Karen O is one of rock music’s most fearless frontwomen. The Yeah Yeah Yeahs vocalist came up in New York City’s turn-of-the-millennium music scene, where Karen and her bandmates carved out a niche for themselves with their art-rock sound and wild live performances. Both the band and Karen herself have since transcended the early-aughts microcosm, earning a place within the annals of American rock with high octane albums like It’s Blitz and, of course, the most eternal of all torch songs, “Maps”.
On stage, Karen’s known for her outrageous antics as much as her audacious costumes, designed by longtime friend and costumier Christian Joy. The duo met back in Karen’s NYU days, while Christian was working at Bowery fashion boutique Daryl K and designing her own garments on the side. In 2001, Karen enlisted Christian to design one of the singer’s very first stage looks and the rest is history. From Fever to Tell’s “garbagey” prom dresses to It’s Blitz’s wild patterns, we’re celebrating the rockstar’s birthday by revisiting some of her most iconic stage looks.
Playing at the Brixton Academy in London, 2002
In 2001, Karen asked friend and designer Christian Joy to create a dress for her to wear to a 2001 show at The Cooler. “I had one night to make it,” Christian told The New York Times. The next day, she delivered Karen a tattered blue prom dress. The look would come to define the Yeah Yeah Yeah’s Fever To Tell era, during which the band released their iconic single, “Maps”. In the song’s video, Karen wears a similar ballgown, spray-painted and ripped to shreds. Here, Karen performs wearing another one of Christian’s “car crash prom dresses” in hot pink.
At a benefit concert, 2003
Christian recalls Karen’s early-career style as “art-student chic”, while the designer-slash-musician herself, affectionately, refers to them as “garbagey,” and “a hodgepodge” of mix-and-matched pieces.

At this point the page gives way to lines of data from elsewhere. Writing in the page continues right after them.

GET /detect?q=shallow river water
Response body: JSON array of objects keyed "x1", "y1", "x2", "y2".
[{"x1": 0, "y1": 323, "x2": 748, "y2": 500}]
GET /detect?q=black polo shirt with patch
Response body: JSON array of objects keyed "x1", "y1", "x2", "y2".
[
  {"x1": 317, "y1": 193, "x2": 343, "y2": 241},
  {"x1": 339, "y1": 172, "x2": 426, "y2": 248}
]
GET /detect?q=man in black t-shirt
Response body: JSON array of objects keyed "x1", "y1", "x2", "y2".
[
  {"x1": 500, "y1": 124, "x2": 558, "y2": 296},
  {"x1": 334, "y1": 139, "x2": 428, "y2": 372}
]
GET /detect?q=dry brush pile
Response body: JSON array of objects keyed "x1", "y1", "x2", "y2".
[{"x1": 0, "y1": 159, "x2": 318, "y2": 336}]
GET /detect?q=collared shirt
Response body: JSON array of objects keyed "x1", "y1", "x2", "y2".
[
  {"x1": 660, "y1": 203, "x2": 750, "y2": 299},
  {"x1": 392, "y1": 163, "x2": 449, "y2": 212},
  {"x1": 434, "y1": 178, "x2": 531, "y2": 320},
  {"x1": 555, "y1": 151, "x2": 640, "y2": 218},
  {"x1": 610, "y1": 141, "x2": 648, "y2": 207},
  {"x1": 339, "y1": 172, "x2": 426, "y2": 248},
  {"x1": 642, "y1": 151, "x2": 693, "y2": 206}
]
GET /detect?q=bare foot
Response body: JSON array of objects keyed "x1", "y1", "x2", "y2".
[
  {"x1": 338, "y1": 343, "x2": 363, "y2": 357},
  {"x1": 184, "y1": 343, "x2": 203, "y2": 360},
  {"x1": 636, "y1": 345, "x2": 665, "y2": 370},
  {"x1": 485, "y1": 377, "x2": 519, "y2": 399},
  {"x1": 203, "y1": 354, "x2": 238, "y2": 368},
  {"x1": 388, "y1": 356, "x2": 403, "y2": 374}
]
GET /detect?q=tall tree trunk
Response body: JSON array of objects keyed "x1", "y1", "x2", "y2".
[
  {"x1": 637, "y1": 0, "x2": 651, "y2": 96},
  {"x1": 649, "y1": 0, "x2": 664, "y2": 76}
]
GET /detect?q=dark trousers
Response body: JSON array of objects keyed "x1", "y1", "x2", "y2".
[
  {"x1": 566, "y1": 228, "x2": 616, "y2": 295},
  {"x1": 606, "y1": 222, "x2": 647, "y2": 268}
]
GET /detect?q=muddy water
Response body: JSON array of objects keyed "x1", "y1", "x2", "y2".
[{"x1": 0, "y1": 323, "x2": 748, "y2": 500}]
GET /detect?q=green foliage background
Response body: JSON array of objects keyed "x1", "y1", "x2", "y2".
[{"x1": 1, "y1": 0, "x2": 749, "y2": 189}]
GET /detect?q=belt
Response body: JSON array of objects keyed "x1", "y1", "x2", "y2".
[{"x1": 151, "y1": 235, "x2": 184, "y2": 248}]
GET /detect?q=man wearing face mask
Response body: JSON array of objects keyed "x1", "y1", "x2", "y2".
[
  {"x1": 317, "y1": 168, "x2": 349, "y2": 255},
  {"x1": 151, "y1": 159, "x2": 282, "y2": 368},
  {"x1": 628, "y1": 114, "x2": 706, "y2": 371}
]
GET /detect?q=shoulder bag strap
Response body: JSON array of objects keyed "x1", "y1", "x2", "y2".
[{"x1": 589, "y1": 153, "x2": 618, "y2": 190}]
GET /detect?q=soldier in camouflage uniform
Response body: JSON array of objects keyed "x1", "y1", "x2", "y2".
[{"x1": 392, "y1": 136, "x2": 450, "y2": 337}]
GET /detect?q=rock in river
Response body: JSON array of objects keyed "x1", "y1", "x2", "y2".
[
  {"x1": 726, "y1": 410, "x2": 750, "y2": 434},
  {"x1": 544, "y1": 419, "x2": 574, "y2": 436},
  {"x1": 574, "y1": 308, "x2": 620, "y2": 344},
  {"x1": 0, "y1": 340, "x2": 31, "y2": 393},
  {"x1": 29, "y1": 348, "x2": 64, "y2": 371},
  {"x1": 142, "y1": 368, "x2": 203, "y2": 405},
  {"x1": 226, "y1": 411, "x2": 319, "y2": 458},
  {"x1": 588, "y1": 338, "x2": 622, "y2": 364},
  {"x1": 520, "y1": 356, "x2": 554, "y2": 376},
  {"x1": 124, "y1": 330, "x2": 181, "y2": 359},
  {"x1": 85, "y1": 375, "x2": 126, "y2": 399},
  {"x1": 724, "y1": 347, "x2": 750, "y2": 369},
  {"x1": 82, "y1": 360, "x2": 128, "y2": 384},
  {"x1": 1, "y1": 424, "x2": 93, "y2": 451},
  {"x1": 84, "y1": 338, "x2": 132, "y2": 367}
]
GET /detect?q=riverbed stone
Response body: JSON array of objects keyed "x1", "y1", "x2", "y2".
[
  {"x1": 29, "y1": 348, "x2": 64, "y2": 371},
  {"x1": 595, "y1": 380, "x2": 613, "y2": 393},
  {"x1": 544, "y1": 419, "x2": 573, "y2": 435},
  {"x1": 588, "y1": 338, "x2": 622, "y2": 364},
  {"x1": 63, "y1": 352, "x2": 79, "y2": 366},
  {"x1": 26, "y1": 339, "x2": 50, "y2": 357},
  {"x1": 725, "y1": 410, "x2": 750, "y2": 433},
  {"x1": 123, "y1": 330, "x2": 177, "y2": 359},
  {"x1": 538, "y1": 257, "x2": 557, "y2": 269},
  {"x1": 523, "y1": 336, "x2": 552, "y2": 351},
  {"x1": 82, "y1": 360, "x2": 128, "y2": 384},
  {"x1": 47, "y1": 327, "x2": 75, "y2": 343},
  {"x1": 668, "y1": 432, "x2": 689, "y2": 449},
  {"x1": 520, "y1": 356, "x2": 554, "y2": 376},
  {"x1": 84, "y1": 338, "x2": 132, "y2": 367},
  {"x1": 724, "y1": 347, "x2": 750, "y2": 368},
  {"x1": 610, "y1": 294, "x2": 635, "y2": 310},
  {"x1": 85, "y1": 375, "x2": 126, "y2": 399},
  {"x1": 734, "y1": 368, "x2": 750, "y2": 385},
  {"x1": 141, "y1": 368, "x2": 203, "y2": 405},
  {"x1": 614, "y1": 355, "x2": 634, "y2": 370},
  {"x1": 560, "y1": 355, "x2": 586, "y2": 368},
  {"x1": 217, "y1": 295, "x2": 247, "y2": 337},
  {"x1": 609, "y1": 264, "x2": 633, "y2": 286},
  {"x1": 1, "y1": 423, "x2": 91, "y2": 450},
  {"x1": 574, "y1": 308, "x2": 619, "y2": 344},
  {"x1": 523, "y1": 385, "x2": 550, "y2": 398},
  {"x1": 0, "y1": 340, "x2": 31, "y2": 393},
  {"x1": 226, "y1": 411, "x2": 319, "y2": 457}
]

Here, Karen wears one of Christian’s earliest designs, a collage-style dress with a print inspired by one of the designer’s very first works of art.
Playing The Forum in London, 2004
This very Ziggy Stardust-inspired look belongs to what Christian calls “the leotard phase of Fever To Tell”. According to the designer, Karen’s wild onstage antics inspired her to pull this old leotard pattern from her archives. “[Karen] needed something she could easily maneuver in and that wouldn’t poke her if she fell down,” she wrote more recently on Instagram.
In the “Zero” music video, 2009
In 2009, the Yeah Yeah Yeahs released their third studio album, It’s Blitz with electro-pop single “Zero”. For the music video, Karen asked Christian to design her a leather motorcycle jacket. The result was this über-studded confection, which Karen describes as “a little slice of rock heaven.”
In the “Heads Will Roll” music video, 2009
The Yeah Yeah Yeahs followed up “Zero” with second It’s Blitz single, “Heads Will Roll”. In the song’s horror-inspired music video, Karen wears a crimson lamé dress with a set of leg-of-mutton sleeves which Christian made from a dollar-store shower curtain.
At Coachella, 2009
“What I wear onstage and how I present myself brings a lot of joy. That’s at the heart of it. It’s not about a trend. It’s just the joy of creating,” Karen O told The New York Times this year. Here, performing at Coachella she’s wearing one such joyous look: a cape made of enormous gold sequins.
At a MoMA party, 2010
Karen and Christian first started dabbling in prints in 2006, during the Yeah Yeah Yeah’s Show Me Your Bones era. Things only ramped up from there. By 2009, as the band was touring It’s Blitz, clashing patterns had become Karen’s signature. Here, the singer wears a cape dress with a custom pattern by Christian. It’s artsy, it’s outré, and it’s completely Karen.